# Theres a wild rabbit next to my house constantly



## ppacimr9ball98 (Nov 27, 2012)

There is a wild rabbit on the side of my house for about a month now, he seems to like the high grass and hides there all the time - night and day, he never leaves, i love having him there, i love bunnies so much but i'm concerned he might not have a home some how since hes there all the time, i have checked late at night and hes there, this morning i went out and its raining and 38 degrees and he was there getting rained on, what can i do for him? I was thinking on making a small place for him, like some kind of box and hope he uses it, can someone give me some advice?


----------



## Nancy McClelland (Nov 27, 2012)

If it truly is a wild rabbit, I'd leave it alone.


----------



## whitelop (Nov 27, 2012)

Is it really a wild rabbit? Do you live in the country or in a neighborhood/urban area? What does he look like?
Have you tried to approach him? 
If he is a wild rabbit, he would run and I would stay away from him.
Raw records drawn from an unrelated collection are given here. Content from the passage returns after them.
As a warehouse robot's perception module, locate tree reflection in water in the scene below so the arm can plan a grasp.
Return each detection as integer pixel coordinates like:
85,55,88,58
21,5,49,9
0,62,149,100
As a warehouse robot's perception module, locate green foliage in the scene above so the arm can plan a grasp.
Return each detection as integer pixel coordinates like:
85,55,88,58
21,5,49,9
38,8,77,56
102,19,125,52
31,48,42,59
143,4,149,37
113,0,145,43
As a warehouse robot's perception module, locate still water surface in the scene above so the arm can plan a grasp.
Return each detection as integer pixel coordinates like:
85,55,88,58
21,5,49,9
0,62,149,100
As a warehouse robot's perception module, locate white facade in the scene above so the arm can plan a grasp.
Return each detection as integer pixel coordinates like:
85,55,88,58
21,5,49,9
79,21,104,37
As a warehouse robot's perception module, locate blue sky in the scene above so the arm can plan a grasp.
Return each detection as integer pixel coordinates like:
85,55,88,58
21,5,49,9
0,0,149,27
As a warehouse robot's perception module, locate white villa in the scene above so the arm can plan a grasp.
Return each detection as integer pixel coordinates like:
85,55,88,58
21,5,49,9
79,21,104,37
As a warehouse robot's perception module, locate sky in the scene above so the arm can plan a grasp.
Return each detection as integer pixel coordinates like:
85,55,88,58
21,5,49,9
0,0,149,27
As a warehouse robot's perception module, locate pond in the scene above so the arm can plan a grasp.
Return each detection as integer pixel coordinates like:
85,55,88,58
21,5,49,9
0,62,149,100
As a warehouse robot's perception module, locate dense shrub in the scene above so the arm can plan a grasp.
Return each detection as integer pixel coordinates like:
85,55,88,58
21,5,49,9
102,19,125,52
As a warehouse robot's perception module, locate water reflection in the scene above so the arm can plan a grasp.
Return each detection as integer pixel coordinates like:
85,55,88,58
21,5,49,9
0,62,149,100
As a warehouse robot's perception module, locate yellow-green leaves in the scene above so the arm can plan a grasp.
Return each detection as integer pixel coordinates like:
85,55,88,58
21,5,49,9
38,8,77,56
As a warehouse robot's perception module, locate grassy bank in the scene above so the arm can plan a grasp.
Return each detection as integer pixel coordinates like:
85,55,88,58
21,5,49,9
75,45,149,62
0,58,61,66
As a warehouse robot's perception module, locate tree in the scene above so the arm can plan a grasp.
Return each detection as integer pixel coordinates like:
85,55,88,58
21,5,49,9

He'll know how to get out of the elements on his own. But if he is a dumped domestic rabbit, then he probably wouldn't know how to take care of himself outdoors. 

Does he look like this http://upload.wikimedia.org/wikipedia/commons/e/e0/Sylvilagus_floridanus_Yardley_PA.jpg 
Or does he look like a domestic breed?


----------



## ppacimr9ball98 (Nov 27, 2012)

Yes he is wild, but its strange he is always there, i went home for lunch and he is still there


----------



## ppacimr9ball98 (Nov 27, 2012)

Yes he is wild, i had domesticated rabbits before, i live in a suburb of philly, and there are always rabbits in my backyard, and he runs when i get close, he is still there today just sitting in the cold rain getting wet


----------



## whitelop (Nov 27, 2012)

Does he look injured when he runs away? 
That does seem strange that he is always sitting there.


----------



## JBun (Nov 27, 2012)

I guess it couldn't hurt to put some sort of doghouse out there, or maybe a large plastic bin with lid, with an entry hole cut in the side, and stuff it full with grass hay. Then if he really doesn't have his own burrow to go to, this will at least give him a warm and dry place that is somewhat protected. 

If you can manage to get a picture, it would be interesting to see what he looks like.


----------



## Nancy McClelland (Nov 27, 2012)

:yeahthat:


----------



## Imbrium (Nov 27, 2012)

yeah, hay or straw stuffed into some sort of box would work if he'd be willing to use it. (if you have a feed store (for horse supplies, etc) nearby, you can get a huge bale of hay or straw for $10 or less that should last you the whole winter)


----------



## Tam O Ham (Nov 28, 2012)

isn't this the beginning of a rabbit horror movie? 

Seriously though, if it's always out there chances are it's got a burrow nearby and chilling near your house is just how it gets its grub, keeps an eye on things and doesn't stray too far from its safety. Unless it's acting sick or hurt I'd let the little dude or dudette just do their thing and enjoy the chance to watch a wild bunny. If it snows or food gets scarce or something hay sounds good but I wouldn't go much further than that. Wild animals know what they're doing even when we don't and it's best to let them do it. Humans often make things worse accidentally when we're only trying to help.


----------



## ppacimr9ball98 (Dec 6, 2012)

I'm starting to see why he likes it there, the sun hits there all day and theres alot of dried grasss surrounding him, he hides under the dried pushed down grass sometimes, he's not injured because if i get near him about three feet away, he runs but comes back right away, i guess there could be a hole i can't see under the dried grass, but its nice to have a bunny there to check out all the time - i love bunnies, i think i'll try to put out some kind of small home for him, maybe he'll use it, maybe a small box with a piece of blanket stuffed inside


----------



## LakeCondo (Dec 6, 2012)

Just remember that if you have your house rabbit outside in nice weather, it could get worms or other internal parasites from wild rabbits. Before having it outside in an enclosure, treat the ground under the enclosure with food-grade diatomaceous earth a few days before.


----------